Of course, all happenings should be viewed contextually. Indeed, apparent reluctance by the Financial Services Commission (FSC) to move decisively against investment brokers, Stocks and Securities Limited (SSL), when so-called red flags arose years ago was very possibly firmly rooted in the financial trauma down the years.
Those who lived through the financial meltdown of the 1990s recall with dread the public panic and fright as banks, near-banks, and other financial houses collapsed. The grievous knock-on effects are being felt to this day.
Hence, the refrain, that embrace of the public's right to know is constrained by fear of irreparable damage to the financial sector.
And at an individual, very human level, there is always the burden for those in authority that actions, no matter how justifiable, can sometimes lead to the loss of friends and the making of enemies. In other words, fear of losing one's comfort zone can lead to a crippling of resolve.
We know from history that indecisiveness by those tasked with protecting the public/national interest can lead to catastrophe.
Obviously, then, good leaders are a special breed — able to act at all times with the courage of their convictions to do what they believe to be the right thing, regardless...
As Director of Public Prosecutions (DPP) Ms Paula Llewellyn has said: "[T]he public interest obliges that the persons who are gifted with supervision, and laws that assist them with supervision, to not only do their job on paper, but to be prepared to have the cojones, the balls, the testicular fortitude to rock the boat in the public's interest. That is it. And you tend to find in our culture that sometimes it is not in the nature of some people to rock the boat — but if you don't, things like this [financial sector fallout] will tend to happen."
Clearly, those "gifted with supervision" must be carefully, meticulously chosen.
To quote the DPP once more: "[I]t is one thing to have on paper all of the possible structures in an organisation [but] it is another thing to put the wrong people in the particular space."
There is another aspect Jamaicans should seriously contemplate. We refer to the long-standing perception that laws do not apply equally to all, especially since so-called white-collar crime is often only lightly punished or not at all.

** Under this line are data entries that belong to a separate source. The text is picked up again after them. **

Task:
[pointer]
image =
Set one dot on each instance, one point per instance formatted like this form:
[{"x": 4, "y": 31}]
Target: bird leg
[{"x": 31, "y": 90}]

There is a popular view that corruption is widespread and endemic in the public sector, with highly placed knaves and 'ginnals' escaping with no more than a slap on the wrist, if even that, for stealing taxpayers' money.
And that in the private sector, not least in banks and other financial houses, the desire to retain public confidence often results in mere dismissal for thieves; no criminal charges.
In such circumstances, it seems to us, the growth and maturing of a culture of skulduggery is virtually inescapable.
Disasters invariably offer lessons and alternative pathways. The need for a change of tack is something all concerned should take from recent events.